Well good mornin' boys and girls!









Want to start by thanking you all for taking the time to share your thoughts and experiences. Wife and I have been doing our homework for a number of months searching for the right TT. Kept coming back to the Outback and found you folks. Based on our research and your experiences, reviews, and advice














we pulled the trigger yesterday on a new 2013 210RS







with all the bells and whistles from Camping World in Oakwood GA.







Can't say enough good things about those folks, class act from start to finish and one of the best buying experiences I've ever had in (soon to be 61 years) of buying cars, trucks, boats, planes, houses, trailers etc.

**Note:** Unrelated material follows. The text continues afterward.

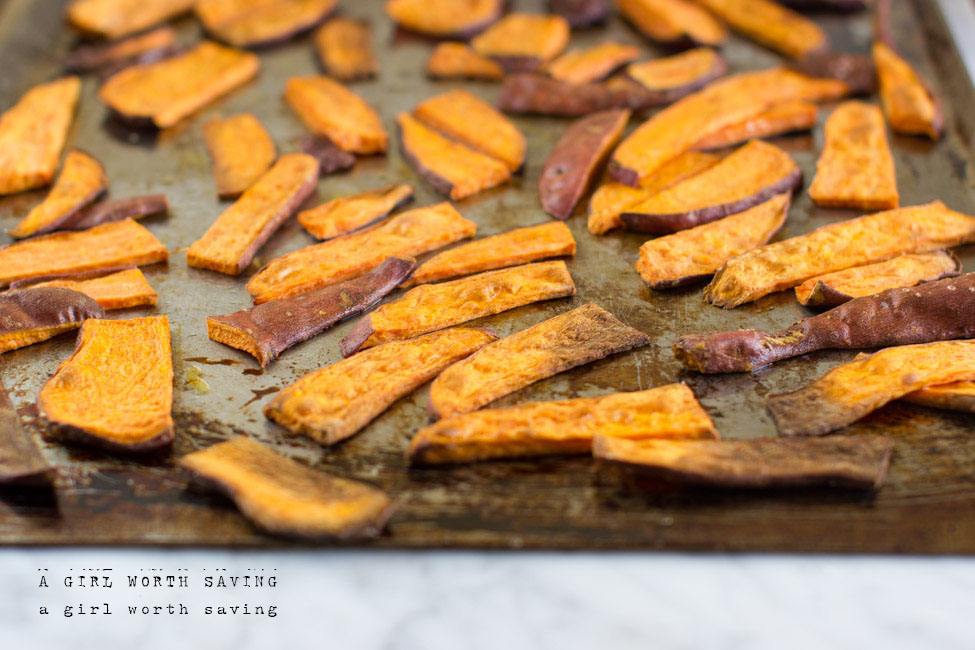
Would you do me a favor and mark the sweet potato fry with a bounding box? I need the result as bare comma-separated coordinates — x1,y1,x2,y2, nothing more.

We are Katherine and Bryan Brueck and live in Buford (suburb of Atlanta), Ga. with our 2 fuzzy faced children







Pecas and Pitty Pat, our Springer and Cocker Spaniels. Katherine is Costa Rican by lineage and is a Certified Court Interpreter and after a first career as a jet aricraft mechanic, line pilot, instructor pilot, chief pilot (AF\AFRes-10 yrs,civilian-11 yrs). I am now in the IT industry as a Database Administrator (but only for a few more years!). Alma Mater-Auburn University (Aviation Management).

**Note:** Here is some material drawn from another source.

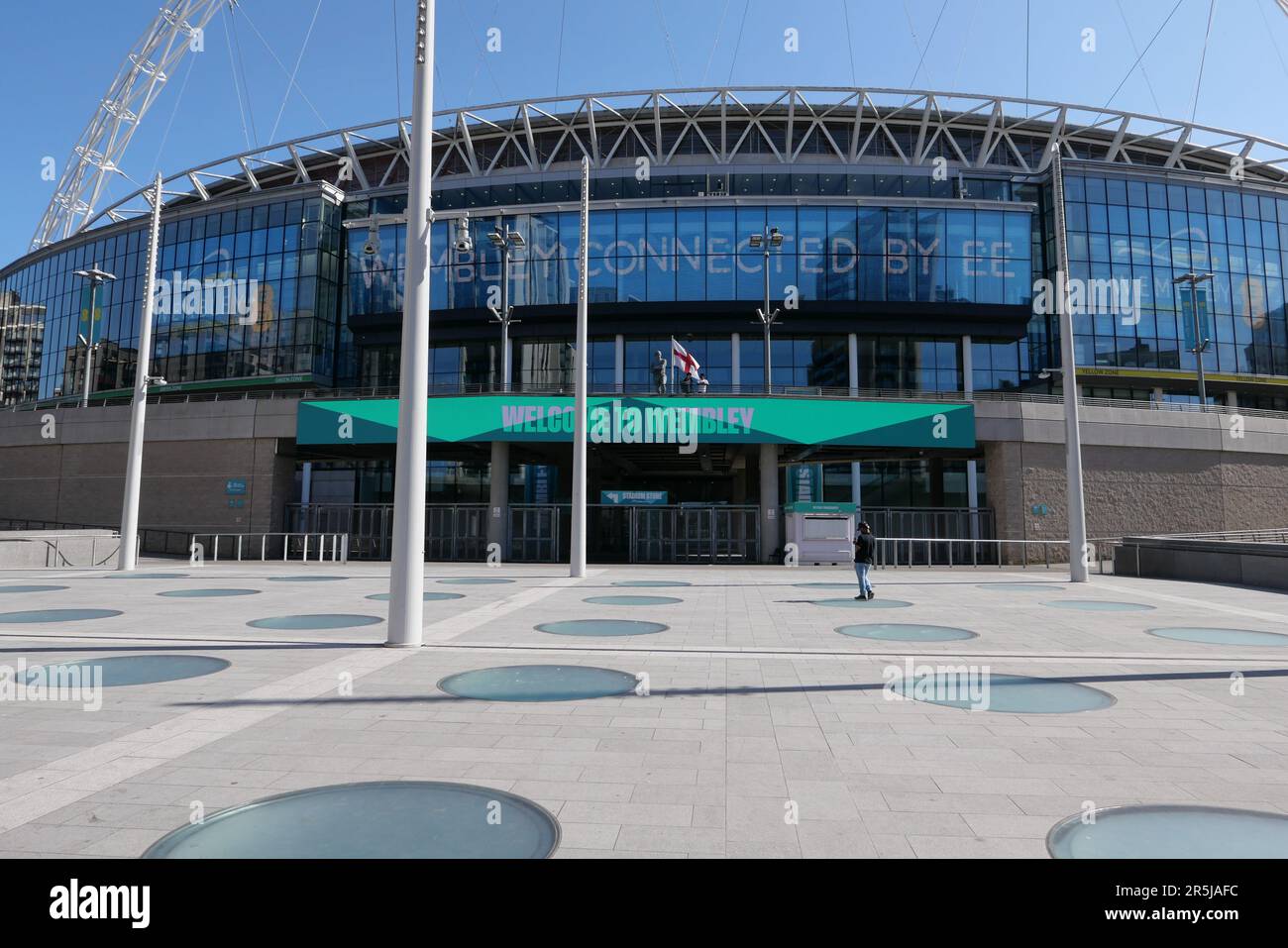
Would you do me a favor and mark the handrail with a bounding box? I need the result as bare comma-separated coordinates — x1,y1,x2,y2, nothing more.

Lots of tent camping experience, but brand spanking new to TT camping. This is our first.It will be just us and the girls so the 210 is perfect. TV is a 2008 F-150 5.4L w\max tow pkg., OEM telescoping tow mirrors mod., Tenkonsha P3 EBC, Reese Strait-Line Dual Cam weight distribution hitch with sway control. Tows like a dream. Thinking about a tuning programmer.

Anyway I've bored you long enough. Go get some coffe and we'll see ya' down the road.


----------



## mmblantz (Jul 1, 2007)

Welcome fellow GA camper!! Got mine already







---Mike


----------



## gzaleski (Aug 29, 2009)

Welcome fellow GA camper!! Got mine too









Welcome from Dawsonville!


----------



## ORvagabond (Apr 17, 2009)

WELCOME to Outbackers!!


----------



## 06Outback (May 24, 2011)

Welcome to Outbackers! We love the Oakwood Camping World as well. We frequent it often!


----------



## pep_ (Apr 27, 2012)

Welcome and enjoy your Outback.


----------



## rdvholtwood (Sep 18, 2008)

Welcome to Outbackers! Glad you found us....your gonna love your new Outback









Rick


----------



## 2girls4mom (Feb 26, 2012)

Welcome to the site from a family way out west in Washington. Would love to get to GA and neighboring states one day. We've been in your neighborhood for business travel but it is not the same without your Outback! It's on the list of places to go.

Head out soon and enjoy the rest of summer!


----------



## bbrueck (Jul 14, 2012)

Thanks for all the warm welcomes everyone! Been busier than a one armed paper hanger this past week and haven't been able to get back to the forum.

Looking forward to meeting you all when our paths cross down the road!


----------